One of the latest pernicious extrapolations being used to pursue Brexit is the idea that because 85% of the Electorate voted for Conservative or Labour, hence 85% of people voted for Brexit.
There are multiple reasons why this isn’t the case, but the best one is to compare directly to the 2016 single issue Referendum.
In the General Election 2017 only one major party stood on a single issue – the Conservatives. Labour explicitly said they stood on multiple issues and rejected the idea that the election was only about Brexit.
Unfortunately for Leavers the Conservatives did not do this. They were very clear. The reason they were holding the election was to give May the mandate for Brexit. To strengthen her hand in the negotiations.
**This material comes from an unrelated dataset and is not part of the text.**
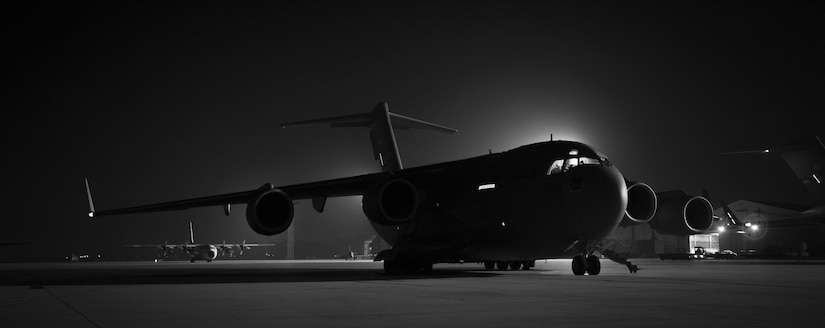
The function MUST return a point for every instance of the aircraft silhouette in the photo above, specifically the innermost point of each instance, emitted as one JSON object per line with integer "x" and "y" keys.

Much like Cameron set the terms for EURef 2016, May set the terms for GE17. She made it clear in her starting speech, her ending speech and numerous times inbetween that the election and her mandate, despite any side discussions, was all about Brexit and leading Brexit Negotiations.
So if we’re to follow the logic of single issue voting the right statistic to look at is how many people supported the single issue Conservative manifesto on Brexit. The answer is simple Maths. 40% of the Electorate voted Tory*, hence…
60% of the Electorate rejected the Brexit Manifesto at the last Election.
And since elections overwrite any previous votes or referenda, It’s seems we should now be cancelling Negotiations, cancelling The Great Repeal Bill and petitioning the EU to withdraw Article 50.
*update. To be entirely objective the UKIP vote was 1.8% also, arguably, a single issue manifesto.